A new song came on the radio. It was a ballad of some kind. A female singer. I didn’t recognize it. But Renee did. Her mouth fell open and she put her hand on my forearm. Then she reached for the volume knob again.
“I just bought this car, and I don’t even know how to work the f–ing radio,” she said.
“You just bought this car?”
“Wow. It’s nice. In fact, I just bought one exactly like it…”
She pulled my hand off the steering wheel and held it. She tried to sing along with the new song, failing the same way. Then she got emotional. She interlaced her fingers with mine and squeezed. She leaned across and put her head on my chest. With her other hand, she reached across and grabbed a fistful of my shirt.
I didn’t know what to do. She seemed to be crying. I kept my left hand on the wheel and my eyes on the road. We drove like this for about three minutes. Until the song ended. Then she sat up, still holding my hand.
“Are you okay, Renee?”
Oddly, she seemed fine. No evidence of tears.
“Before we go to my house, we have stop at a bar, okay?” she said.
“No, I don’t think that’s a good idea.”
“We have to. I want to you to come to this bar with me.”

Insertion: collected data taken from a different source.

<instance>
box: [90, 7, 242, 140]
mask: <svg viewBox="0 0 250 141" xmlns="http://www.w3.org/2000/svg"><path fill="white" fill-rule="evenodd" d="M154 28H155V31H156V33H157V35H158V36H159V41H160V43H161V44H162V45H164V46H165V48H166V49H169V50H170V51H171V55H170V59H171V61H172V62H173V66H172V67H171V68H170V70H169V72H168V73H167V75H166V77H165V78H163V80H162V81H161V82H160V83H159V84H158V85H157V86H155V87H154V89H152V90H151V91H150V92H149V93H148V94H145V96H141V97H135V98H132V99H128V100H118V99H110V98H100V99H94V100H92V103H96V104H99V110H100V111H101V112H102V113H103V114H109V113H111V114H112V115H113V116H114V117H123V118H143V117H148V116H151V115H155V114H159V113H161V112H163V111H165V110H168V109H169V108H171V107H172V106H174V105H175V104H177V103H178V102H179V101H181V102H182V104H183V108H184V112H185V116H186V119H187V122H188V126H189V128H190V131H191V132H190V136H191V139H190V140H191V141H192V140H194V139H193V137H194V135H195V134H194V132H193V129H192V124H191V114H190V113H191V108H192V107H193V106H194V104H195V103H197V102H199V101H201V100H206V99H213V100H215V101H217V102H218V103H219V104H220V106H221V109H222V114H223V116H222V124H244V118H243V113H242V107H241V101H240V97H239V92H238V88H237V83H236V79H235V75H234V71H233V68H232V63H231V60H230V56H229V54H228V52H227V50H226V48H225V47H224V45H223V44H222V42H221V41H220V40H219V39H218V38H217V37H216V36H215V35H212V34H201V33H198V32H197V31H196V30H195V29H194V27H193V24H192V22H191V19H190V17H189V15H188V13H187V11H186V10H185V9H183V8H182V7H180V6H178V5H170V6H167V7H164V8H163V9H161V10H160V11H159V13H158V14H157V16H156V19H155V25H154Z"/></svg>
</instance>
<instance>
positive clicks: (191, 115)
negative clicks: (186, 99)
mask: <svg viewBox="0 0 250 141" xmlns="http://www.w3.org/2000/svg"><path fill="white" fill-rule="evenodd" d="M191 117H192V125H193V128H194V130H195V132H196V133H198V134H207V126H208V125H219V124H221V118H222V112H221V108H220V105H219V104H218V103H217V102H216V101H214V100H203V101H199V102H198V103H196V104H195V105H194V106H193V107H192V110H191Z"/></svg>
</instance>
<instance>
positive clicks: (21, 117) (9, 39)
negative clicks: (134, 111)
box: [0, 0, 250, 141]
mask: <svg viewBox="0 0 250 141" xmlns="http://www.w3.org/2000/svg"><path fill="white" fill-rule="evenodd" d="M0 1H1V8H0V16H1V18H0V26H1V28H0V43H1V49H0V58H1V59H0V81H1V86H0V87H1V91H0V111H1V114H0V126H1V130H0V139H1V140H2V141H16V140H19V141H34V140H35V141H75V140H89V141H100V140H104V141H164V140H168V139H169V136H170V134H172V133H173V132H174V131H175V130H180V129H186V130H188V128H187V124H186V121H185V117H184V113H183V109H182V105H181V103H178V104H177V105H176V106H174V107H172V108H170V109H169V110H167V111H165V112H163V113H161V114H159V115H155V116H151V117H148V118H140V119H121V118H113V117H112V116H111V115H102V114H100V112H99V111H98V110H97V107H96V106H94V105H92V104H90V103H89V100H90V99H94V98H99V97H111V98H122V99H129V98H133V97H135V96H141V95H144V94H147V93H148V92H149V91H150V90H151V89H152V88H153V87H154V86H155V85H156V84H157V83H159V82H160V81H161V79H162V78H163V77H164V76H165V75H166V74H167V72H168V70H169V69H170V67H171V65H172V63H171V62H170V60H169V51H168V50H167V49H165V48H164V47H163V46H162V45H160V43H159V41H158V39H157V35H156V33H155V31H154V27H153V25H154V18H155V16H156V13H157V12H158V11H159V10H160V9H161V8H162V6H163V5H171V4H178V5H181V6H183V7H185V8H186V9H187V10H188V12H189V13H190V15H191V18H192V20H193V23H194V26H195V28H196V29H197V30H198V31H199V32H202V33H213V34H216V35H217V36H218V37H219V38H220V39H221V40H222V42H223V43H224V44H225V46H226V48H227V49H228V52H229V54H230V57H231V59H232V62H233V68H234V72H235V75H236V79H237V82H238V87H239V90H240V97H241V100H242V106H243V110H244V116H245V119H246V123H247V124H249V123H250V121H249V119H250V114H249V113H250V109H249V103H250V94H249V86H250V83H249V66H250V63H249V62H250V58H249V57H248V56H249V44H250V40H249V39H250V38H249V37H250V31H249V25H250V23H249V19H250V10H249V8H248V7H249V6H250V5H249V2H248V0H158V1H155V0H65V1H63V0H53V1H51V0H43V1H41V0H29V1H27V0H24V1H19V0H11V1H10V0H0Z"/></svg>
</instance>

“No, Renee. You need to go home…”
“Shut the f– up. Don’t be a dick. It’s hoity-toity.”
“The bar is hoity-toity. Promise me. Promise me you’ll come to the bar with me.”
“No, Renee. You should not do any more drinking tonight. I’m taking you home.”
“Turn here!” she yelled suddenly.
“I don’t think that’s the right way–”
“Turn here! It’s the way. Turn, turn, turn!”
I turned. The GPS started rerouting me.
“Take your next left. Turn here.”
“That’s not a street, Renee. It’s a shopping center. I have to turn around.”
I headed back to the original route.
“That’s it right there. Turn left. I just want to see if the bar is still open.”
I knew it was a mistake, but I turned.
“There’s no bar here, Renee. It’s just offices.”
“I thought it was here. Maybe it’s closed.”
“Yeah. I’m sure it’s closed. Let’s go home.” I started to exit the parking lot.
“You have to go left here.”
“I can’t go left here. It’s one way.”
“Just go left. Don’t be a p–y.”
“I’m not going left. I’ll just make a U-turn up ahead.”
“The pussification of America.”
I was able to pry my hand loose during the U-turn and we made it to her house. As we pulled up, the front door opened and a tall guy with a buzz cut and inked arms came toward us.
“Someone’s been waiting for you,” I said.
“Yeah, that’s my husband.”
He opened the door. She gave me a big, awkward hug and thanked me for the ride.
“Thanks, bud. I appreciate it,” her husband said. He held her by both shoulders and steered her toward the house.
I wondered if maybe his name was Keith.